Posted in: Bellin Health Fitness CenterEvent Info  |  2 Comments


  • This is my first Bellin Run ever. I’ve been training for 7 weeks for this race. It started as a goal to improve my general health. I was shooting for a finish time of under 1 hour. And I have surpassed that my almost 15 minutes in my last 3 10k’s I’ve ran over the last month.
    I can’t wait to see how I really do on Saturday!!

    Brian Brickham    June 10, 2015 at 10:16 am

  • Congratulations, Brian Brickham, on your journey to fitness and your first ever Bellin Run.

    Thiis is my 5th or 6th Bellin Run, having run several of them in the early ‘90s to early ‘00s.  Life then got in the way and my weight ballooned WAY up. 

    Then, in mid 2013, I had what I call my “come to Jesus” moment when I got back the results from blood tests done during my annual physical.  My blood cholesterol was over 250 and my doctor wanted to put me on a statin drug to lower my cholesterol.  With my previous background in the health care field I knew that statin drugs cause some very unpleasant side-effects.

    I knew that my truly awful diet and sedentary “couch potato” lifestyle was the main cause of the elevated cholesterol.  Shortly after receiving the aforementioned lab results, I drastically changed my diet and about a month later I started a fitness regimen.

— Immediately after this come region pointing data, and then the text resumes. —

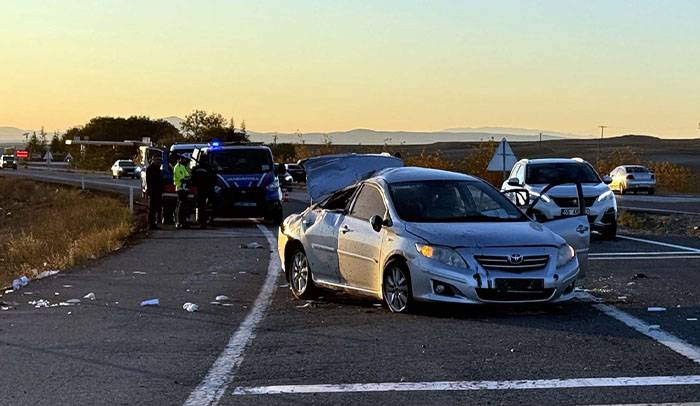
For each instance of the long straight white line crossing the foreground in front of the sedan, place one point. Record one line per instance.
(472, 385)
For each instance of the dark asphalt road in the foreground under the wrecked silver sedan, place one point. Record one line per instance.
(341, 349)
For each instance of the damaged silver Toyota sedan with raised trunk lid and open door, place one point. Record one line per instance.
(403, 234)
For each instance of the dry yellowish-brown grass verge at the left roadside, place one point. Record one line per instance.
(54, 227)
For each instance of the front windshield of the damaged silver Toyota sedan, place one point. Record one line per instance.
(449, 201)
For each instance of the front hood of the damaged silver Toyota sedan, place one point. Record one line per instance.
(477, 235)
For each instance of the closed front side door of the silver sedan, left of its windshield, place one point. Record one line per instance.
(359, 245)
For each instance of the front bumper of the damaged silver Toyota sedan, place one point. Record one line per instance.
(476, 285)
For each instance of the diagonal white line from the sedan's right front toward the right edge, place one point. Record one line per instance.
(667, 339)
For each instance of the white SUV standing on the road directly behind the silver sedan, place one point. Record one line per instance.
(561, 201)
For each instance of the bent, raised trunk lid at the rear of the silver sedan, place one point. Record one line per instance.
(328, 173)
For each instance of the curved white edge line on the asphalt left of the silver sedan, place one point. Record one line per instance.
(221, 373)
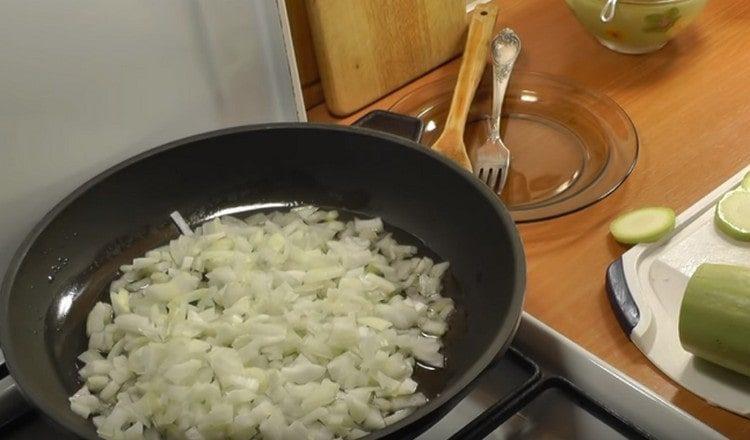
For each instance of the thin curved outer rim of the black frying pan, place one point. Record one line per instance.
(447, 397)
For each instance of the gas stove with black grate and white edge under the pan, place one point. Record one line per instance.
(544, 387)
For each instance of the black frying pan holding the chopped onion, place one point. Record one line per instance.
(124, 211)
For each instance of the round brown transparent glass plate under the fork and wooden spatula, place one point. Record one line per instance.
(570, 147)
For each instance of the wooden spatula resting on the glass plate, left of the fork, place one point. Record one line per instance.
(451, 140)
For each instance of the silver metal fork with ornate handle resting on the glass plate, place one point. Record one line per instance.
(492, 158)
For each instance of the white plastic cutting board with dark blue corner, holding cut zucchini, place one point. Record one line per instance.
(656, 276)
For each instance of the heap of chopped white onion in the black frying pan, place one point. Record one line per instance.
(286, 325)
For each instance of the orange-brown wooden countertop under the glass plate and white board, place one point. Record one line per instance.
(690, 103)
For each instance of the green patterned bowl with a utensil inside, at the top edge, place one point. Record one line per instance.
(638, 26)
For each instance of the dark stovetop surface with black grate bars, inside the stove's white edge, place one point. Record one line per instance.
(531, 405)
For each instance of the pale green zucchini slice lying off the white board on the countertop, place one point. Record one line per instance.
(643, 225)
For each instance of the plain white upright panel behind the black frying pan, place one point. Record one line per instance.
(85, 84)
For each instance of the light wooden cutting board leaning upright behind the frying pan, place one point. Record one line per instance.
(368, 48)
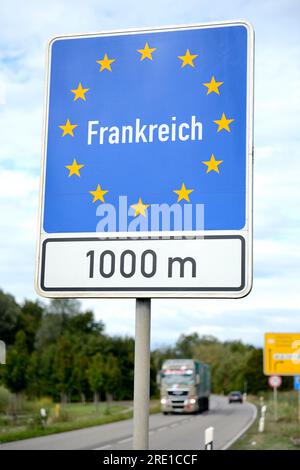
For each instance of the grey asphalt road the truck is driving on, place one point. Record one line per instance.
(166, 432)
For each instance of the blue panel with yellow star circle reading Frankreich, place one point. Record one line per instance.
(154, 118)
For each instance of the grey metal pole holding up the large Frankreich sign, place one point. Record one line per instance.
(141, 374)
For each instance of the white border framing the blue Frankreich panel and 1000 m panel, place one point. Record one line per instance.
(247, 232)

    Three months after receiving the lab results I had a follow-up appointment with my doctor and my cholesterol level had fallen by over 100 points - all of this WITHOUT any drugs!!!!

    Because of my high weight I started my fitness regimen with intense walking workouts, to protect my hip, knee and ankle joints.  The plan was to take up running after I’d reached my target weight.  But, I’ve enjoyed the walking so much that I continue it to this day and compete in the walking division of races in which I used to run many years ago.